You're not alone if you're confused by the new capital-gains rules. The Internal Revenue Service initially couldn't figure out what lawmakers had in mind either, forcing the agency to steam ahead while waiting for Congress to pass retroactive technical corrections in 1998.

Perhaps the biggest area of confusion centers on what to do if you suffer losses. The basic rule remains the same. Capital losses offset your capital gains. If your capital losses exceed your capital gains, you can erase up to $3,000 of ordinary income, then carry over any leftover losses to future years.But under the new rules, it's possible to have short-, mid- and long-term losses at rates potentially ranging from 39.6 percent to 20 percent. Although a dollar lost is still a dollar gone from your pocket, not all losses are equal where taxes are concerned. If you have a $1 loss, it's to your advantage to use it to erase $1 of gain taxed at 39.6 percent rather than $1 of gain taxed at 20 percent.

The good news is you can do just that. But before we dive into the details, it's important to understand how to calculate capital gains on investments (collectibles and real estate have their own rules):

- Sales before May 7: Treat transactions during this period the same as you have in the past few years. If you held the investment less than 12 months, it's taxed as a short-term gain at your ordinary income bracket (from 15 percent to 39.6 percent). If you held it more than a year, the top rate is 28 percent. (Note: Use the date of the trade, not the settlement date.)

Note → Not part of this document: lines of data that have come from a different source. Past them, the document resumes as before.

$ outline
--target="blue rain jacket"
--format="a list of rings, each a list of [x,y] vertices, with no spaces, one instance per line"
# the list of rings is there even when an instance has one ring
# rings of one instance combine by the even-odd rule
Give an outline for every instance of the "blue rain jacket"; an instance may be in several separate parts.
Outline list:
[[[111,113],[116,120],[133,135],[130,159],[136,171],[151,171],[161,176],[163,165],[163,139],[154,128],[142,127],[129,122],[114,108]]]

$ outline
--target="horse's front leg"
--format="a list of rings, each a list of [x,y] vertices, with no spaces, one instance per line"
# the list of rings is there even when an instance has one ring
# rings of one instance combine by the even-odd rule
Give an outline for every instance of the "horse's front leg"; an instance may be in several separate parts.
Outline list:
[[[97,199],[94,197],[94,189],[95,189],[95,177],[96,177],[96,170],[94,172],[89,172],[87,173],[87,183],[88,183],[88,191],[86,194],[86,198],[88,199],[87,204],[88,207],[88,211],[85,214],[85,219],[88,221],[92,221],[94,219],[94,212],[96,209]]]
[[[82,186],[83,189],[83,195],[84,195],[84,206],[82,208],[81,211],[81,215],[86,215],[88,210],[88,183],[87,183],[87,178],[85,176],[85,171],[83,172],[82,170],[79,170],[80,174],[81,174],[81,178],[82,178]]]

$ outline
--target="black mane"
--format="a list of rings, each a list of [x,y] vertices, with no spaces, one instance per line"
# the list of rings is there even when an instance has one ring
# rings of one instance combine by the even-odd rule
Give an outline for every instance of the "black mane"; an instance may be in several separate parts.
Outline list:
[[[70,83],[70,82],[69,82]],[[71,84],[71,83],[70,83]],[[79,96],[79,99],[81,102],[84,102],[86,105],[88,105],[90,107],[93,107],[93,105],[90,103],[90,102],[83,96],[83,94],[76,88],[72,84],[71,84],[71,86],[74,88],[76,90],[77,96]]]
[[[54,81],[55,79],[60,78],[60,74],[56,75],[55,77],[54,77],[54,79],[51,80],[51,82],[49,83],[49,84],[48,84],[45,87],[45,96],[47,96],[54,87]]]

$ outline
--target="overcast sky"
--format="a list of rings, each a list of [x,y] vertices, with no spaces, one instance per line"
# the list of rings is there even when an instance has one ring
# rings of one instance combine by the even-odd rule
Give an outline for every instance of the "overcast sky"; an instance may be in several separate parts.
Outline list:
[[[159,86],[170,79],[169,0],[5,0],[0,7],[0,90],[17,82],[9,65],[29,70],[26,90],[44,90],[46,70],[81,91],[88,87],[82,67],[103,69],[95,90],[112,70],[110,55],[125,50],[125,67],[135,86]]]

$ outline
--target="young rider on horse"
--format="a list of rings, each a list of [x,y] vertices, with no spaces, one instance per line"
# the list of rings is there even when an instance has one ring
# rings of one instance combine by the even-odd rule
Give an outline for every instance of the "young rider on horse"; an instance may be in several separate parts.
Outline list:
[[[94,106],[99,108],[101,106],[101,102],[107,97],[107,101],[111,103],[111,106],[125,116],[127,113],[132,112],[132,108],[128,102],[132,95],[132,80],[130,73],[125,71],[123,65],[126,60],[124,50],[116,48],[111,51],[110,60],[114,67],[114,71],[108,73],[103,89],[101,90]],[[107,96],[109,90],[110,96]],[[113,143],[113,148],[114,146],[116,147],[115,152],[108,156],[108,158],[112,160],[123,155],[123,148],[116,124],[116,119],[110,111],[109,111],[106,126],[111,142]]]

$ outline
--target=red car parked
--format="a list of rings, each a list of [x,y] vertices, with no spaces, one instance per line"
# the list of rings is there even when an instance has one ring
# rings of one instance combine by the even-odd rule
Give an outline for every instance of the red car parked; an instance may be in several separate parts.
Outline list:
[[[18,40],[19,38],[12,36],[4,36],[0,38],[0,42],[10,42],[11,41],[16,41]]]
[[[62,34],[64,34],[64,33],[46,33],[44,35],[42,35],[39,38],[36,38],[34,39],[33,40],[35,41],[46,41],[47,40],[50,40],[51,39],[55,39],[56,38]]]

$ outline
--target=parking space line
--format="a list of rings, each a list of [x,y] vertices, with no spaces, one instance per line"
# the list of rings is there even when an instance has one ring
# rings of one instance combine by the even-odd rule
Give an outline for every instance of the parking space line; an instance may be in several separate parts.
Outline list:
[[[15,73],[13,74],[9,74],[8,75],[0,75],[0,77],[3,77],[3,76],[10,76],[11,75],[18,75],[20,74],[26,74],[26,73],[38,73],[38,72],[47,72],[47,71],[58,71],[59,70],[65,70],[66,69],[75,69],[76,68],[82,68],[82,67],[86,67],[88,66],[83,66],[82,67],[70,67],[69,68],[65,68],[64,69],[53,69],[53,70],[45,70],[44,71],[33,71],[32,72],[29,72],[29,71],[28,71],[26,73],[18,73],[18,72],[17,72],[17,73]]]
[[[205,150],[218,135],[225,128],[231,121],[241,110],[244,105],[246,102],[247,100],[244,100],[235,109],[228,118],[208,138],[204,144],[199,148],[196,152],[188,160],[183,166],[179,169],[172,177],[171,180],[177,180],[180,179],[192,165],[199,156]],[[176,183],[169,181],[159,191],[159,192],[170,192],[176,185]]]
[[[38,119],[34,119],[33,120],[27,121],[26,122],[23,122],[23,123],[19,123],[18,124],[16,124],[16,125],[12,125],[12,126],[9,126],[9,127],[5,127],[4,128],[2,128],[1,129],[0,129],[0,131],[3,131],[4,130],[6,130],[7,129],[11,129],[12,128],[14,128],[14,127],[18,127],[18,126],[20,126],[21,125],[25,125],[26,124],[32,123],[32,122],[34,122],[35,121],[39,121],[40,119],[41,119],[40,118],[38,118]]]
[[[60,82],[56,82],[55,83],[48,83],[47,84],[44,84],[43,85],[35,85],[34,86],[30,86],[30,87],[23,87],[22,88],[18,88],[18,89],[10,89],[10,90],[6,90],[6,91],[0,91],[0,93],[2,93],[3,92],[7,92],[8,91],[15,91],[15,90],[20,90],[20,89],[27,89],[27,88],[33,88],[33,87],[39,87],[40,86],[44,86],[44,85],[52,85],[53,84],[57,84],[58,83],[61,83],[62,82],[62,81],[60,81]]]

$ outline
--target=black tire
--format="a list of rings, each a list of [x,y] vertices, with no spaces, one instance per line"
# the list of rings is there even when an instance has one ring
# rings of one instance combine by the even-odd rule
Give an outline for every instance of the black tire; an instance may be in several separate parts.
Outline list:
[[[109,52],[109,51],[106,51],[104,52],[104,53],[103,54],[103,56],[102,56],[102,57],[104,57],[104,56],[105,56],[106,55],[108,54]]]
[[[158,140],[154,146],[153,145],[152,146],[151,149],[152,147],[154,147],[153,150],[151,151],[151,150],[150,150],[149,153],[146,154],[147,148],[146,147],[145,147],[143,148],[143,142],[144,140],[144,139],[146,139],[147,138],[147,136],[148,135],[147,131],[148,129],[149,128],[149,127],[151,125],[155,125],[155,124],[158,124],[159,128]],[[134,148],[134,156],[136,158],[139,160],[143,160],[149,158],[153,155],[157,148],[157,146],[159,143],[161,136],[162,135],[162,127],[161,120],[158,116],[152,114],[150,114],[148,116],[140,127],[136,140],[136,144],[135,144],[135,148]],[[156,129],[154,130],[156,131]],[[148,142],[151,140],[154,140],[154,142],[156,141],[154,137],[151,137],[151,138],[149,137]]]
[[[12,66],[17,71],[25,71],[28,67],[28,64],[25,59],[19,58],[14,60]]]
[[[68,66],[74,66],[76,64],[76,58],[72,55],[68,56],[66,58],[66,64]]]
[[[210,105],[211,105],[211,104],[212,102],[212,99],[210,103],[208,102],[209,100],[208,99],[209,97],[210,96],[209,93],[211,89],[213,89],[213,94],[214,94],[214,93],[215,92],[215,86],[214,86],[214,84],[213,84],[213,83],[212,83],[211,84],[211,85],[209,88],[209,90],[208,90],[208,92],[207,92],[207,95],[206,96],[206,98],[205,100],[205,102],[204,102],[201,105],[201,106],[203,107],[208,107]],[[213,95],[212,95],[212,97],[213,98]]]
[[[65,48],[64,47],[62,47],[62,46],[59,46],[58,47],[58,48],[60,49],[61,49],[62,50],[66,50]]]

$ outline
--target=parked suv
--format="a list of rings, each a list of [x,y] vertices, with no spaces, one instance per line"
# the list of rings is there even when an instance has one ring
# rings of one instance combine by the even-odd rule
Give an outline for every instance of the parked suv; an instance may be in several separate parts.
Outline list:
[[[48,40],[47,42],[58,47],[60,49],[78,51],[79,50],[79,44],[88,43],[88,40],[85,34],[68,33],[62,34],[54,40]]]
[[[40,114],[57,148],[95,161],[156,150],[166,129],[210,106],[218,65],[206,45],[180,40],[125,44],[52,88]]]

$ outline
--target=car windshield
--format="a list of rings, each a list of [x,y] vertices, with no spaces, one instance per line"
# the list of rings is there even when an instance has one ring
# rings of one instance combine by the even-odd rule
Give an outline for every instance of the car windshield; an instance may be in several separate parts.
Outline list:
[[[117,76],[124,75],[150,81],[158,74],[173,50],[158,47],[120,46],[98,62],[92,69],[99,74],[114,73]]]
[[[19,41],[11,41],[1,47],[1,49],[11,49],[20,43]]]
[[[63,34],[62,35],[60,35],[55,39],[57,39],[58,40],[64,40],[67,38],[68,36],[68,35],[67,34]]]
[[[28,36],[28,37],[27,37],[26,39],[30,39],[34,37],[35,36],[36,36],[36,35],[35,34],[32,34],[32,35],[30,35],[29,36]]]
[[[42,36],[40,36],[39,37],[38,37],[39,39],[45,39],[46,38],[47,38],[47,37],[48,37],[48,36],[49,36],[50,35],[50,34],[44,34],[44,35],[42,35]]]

- Sales May 7 through July 28: If you held the asset less than a year, it's still a short-term gain taxed at your ordinary income rate. But if you held it more than a year, it's a long-term gain taxed at a maximum of 20 percent.

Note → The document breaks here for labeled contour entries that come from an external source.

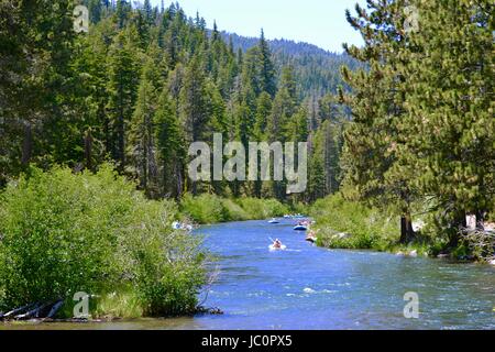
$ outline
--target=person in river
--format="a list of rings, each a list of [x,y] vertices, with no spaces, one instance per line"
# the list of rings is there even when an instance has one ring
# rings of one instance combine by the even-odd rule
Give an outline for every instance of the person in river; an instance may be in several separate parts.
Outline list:
[[[273,242],[274,249],[282,249],[282,242],[278,239],[275,239],[275,242]]]

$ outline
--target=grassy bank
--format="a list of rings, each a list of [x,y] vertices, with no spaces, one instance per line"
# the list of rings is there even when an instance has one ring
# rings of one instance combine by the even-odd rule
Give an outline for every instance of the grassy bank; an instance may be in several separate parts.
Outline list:
[[[414,242],[400,244],[398,217],[345,200],[340,194],[316,201],[309,212],[317,222],[318,245],[324,248],[435,255],[446,244],[444,239],[428,235],[427,231]]]
[[[186,195],[179,205],[180,212],[198,223],[258,220],[280,217],[289,208],[275,199],[220,198],[216,195],[193,197]]]
[[[0,311],[92,295],[92,316],[194,312],[207,279],[199,239],[178,209],[151,201],[110,166],[94,175],[31,169],[0,195]]]

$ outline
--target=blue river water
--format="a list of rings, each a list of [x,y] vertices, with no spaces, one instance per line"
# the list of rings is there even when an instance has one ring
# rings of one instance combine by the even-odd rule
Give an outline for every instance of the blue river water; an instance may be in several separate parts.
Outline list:
[[[205,227],[219,279],[197,329],[495,329],[495,268],[371,251],[326,250],[293,230],[294,220]],[[286,251],[271,252],[270,238]],[[406,293],[419,318],[407,319]],[[187,326],[187,324],[186,324]]]
[[[200,295],[223,315],[108,323],[51,323],[32,329],[495,329],[495,268],[371,251],[317,248],[294,220],[202,227],[218,261],[217,280]],[[270,251],[278,238],[285,251]],[[407,319],[406,293],[419,317]],[[23,326],[23,329],[26,327]]]

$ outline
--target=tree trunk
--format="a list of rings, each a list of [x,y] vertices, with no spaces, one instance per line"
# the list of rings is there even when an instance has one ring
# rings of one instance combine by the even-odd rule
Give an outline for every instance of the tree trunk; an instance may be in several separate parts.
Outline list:
[[[91,131],[88,130],[85,135],[85,161],[86,161],[86,168],[89,170],[92,170],[91,155],[92,155],[92,135]]]
[[[485,231],[485,211],[476,210],[476,230]]]
[[[457,248],[459,245],[459,241],[461,239],[460,232],[461,229],[468,228],[468,220],[465,218],[465,211],[461,211],[458,213],[457,219],[454,220],[453,227],[451,229],[452,233],[450,234],[450,248]]]
[[[33,153],[33,129],[31,123],[24,124],[24,142],[22,143],[22,160],[23,166],[28,166],[31,162],[31,155]]]
[[[409,243],[415,238],[415,230],[413,229],[413,220],[409,213],[400,217],[400,243]]]

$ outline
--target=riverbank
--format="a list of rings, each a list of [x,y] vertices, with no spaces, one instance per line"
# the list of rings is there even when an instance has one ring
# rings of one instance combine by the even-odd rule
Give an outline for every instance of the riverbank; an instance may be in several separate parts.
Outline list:
[[[0,320],[196,314],[209,253],[177,217],[110,165],[31,168],[0,194]]]
[[[322,248],[374,250],[404,256],[450,257],[492,263],[490,256],[484,258],[476,255],[468,241],[461,241],[455,248],[449,246],[449,238],[435,232],[428,226],[427,217],[415,219],[418,230],[416,238],[409,243],[400,243],[398,217],[345,200],[340,194],[316,201],[309,208],[309,213],[316,220],[317,244]],[[492,243],[492,248],[494,244]]]
[[[282,217],[293,210],[276,199],[221,198],[209,194],[186,195],[178,207],[183,217],[199,224],[262,220]]]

- Sales on or after July 29: Selling before a year passes still triggers a short-term gain taxed at your ordinary rate. The concept of "midterm gains" is part of this new era in capital gains. If you held an asset 12 to 18 months, it's a midterm gain taxed at a maximum of 28 percent. But now it takes 18 months to qualify for long-term gains, which are taxed at a maximum of 20 percent.

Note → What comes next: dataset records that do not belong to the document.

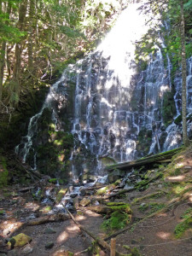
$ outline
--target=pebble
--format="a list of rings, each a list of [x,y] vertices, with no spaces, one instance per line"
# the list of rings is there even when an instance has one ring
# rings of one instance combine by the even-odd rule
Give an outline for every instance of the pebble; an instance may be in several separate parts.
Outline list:
[[[8,252],[7,256],[18,256],[18,253],[17,253],[16,250],[11,250],[11,251]]]
[[[51,228],[47,228],[47,229],[44,230],[44,233],[45,233],[45,234],[55,234],[56,231],[54,230],[51,229]]]
[[[22,250],[22,253],[23,254],[28,254],[31,253],[32,252],[32,247],[30,246],[26,246],[23,250]]]
[[[44,247],[45,247],[46,249],[50,249],[54,247],[54,242],[52,242],[52,241],[48,242],[48,243],[45,244]]]

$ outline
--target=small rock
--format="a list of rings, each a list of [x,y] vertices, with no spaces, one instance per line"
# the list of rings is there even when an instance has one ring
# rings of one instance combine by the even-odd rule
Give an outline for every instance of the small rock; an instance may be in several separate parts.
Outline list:
[[[78,197],[75,197],[75,198],[73,199],[73,207],[74,207],[74,208],[75,208],[76,210],[79,208],[79,199],[78,199]]]
[[[78,196],[78,194],[73,193],[73,194],[71,194],[70,196],[71,196],[71,198],[75,198]]]
[[[3,230],[3,233],[4,236],[7,236],[10,233],[10,230],[9,229],[6,229],[6,230]]]
[[[51,229],[51,228],[47,228],[47,229],[44,230],[44,233],[45,233],[45,234],[55,234],[56,231],[54,230]]]
[[[89,198],[84,198],[81,200],[80,203],[79,203],[83,207],[88,206],[89,204],[90,204],[90,200]]]
[[[23,250],[22,250],[22,253],[23,254],[28,254],[31,253],[32,252],[32,247],[31,247],[30,246],[26,246]]]
[[[86,189],[80,189],[80,193],[81,193],[81,195],[82,195],[82,196],[84,196],[84,195],[86,195]]]
[[[131,240],[131,244],[137,244],[137,240],[135,240],[135,239],[132,239]]]
[[[50,249],[54,247],[54,242],[52,242],[52,241],[48,242],[48,243],[45,244],[44,247],[45,247],[46,249]]]
[[[94,205],[95,205],[95,206],[99,206],[100,203],[98,202],[98,201],[96,201]]]
[[[18,253],[17,253],[16,250],[11,250],[11,251],[8,252],[7,256],[18,256]]]

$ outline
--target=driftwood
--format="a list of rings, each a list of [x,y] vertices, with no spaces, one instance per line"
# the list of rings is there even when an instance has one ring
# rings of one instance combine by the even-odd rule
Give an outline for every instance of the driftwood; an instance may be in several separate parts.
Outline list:
[[[111,254],[110,256],[115,256],[115,247],[116,247],[116,239],[115,238],[113,238],[111,240]]]
[[[52,215],[46,215],[44,217],[38,218],[36,219],[30,220],[26,223],[28,226],[40,225],[49,222],[64,221],[69,219],[68,214],[57,213]]]
[[[32,187],[27,187],[27,188],[23,188],[23,189],[18,190],[18,192],[26,192],[26,191],[28,191],[30,189],[34,189],[34,186],[32,186]]]
[[[172,149],[167,152],[160,153],[155,155],[144,157],[134,161],[124,162],[120,164],[115,164],[113,166],[106,166],[105,169],[107,171],[113,171],[114,169],[119,169],[124,171],[130,171],[132,167],[147,166],[155,162],[161,162],[165,160],[171,160],[172,157],[179,152],[182,148],[178,148],[176,149]]]
[[[84,232],[85,232],[87,235],[89,235],[91,238],[94,239],[94,241],[96,241],[96,242],[102,247],[106,249],[108,252],[111,251],[111,247],[102,239],[96,237],[94,234],[92,234],[91,232],[90,232],[89,230],[87,230],[84,227],[83,227],[81,224],[79,224],[79,223],[74,218],[74,217],[73,216],[73,214],[66,208],[66,207],[63,205],[63,207],[65,208],[65,210],[67,212],[67,213],[69,214],[70,218],[72,218],[72,220],[77,224],[77,226]],[[125,254],[122,254],[117,251],[115,251],[115,255],[116,256],[123,256]]]

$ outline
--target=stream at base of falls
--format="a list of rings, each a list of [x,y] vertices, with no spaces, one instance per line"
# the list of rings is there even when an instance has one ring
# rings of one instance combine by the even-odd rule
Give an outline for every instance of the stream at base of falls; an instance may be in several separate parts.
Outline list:
[[[15,148],[33,170],[80,186],[105,176],[106,165],[181,145],[182,124],[176,122],[181,113],[181,71],[171,80],[172,64],[162,54],[166,46],[160,38],[161,46],[148,55],[143,70],[135,61],[137,42],[147,32],[150,15],[138,10],[140,4],[131,3],[98,48],[69,65],[51,86]],[[192,57],[187,67],[191,136]],[[72,195],[79,192],[75,189]]]

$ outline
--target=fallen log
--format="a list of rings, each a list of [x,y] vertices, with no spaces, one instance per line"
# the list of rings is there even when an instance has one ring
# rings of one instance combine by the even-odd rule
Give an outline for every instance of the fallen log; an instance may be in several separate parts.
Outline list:
[[[112,165],[109,166],[106,166],[105,170],[110,172],[114,169],[119,169],[124,171],[129,171],[132,167],[137,167],[141,166],[149,165],[155,162],[161,162],[162,160],[172,159],[172,157],[176,154],[177,152],[181,151],[183,148],[175,148],[170,151],[163,152],[155,155],[147,156],[137,160],[124,162],[119,164]]]
[[[57,214],[46,215],[46,216],[38,218],[36,219],[30,220],[26,223],[26,225],[35,226],[35,225],[40,225],[49,222],[64,221],[69,218],[70,217],[68,216],[68,214],[60,212]]]
[[[27,188],[23,188],[23,189],[18,190],[18,192],[26,192],[26,191],[28,191],[30,189],[34,189],[34,186],[32,186],[32,187],[27,187]]]
[[[84,232],[85,232],[87,235],[89,235],[91,238],[94,239],[94,241],[96,241],[96,242],[102,247],[102,248],[105,248],[108,252],[111,251],[111,247],[102,239],[96,237],[94,234],[92,234],[91,232],[90,232],[88,230],[86,230],[84,227],[83,227],[73,217],[73,215],[66,208],[66,207],[63,205],[63,207],[65,208],[65,210],[67,211],[67,212],[69,214],[70,218],[72,218],[72,220],[77,224],[77,226]],[[126,254],[122,254],[117,251],[115,251],[115,255],[116,256],[123,256],[123,255],[126,255]]]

Of course, even investors weaned during a bull market suffer losses from time to time. Under the new rules, your gains and losses drip into three different buckets: short-, mid- and long-term.

Total the gains and losses in each bucket separately. If you have a loss in any bucket, use it to erase gains in the bucket facing the highest tax rate first.

"You might think this is unusual, but the IRS has basically allowed you to save some money," said Kevin P. McAuliffe, a personal finance partner in Ernst & Young's Palo Alto, Calif., office.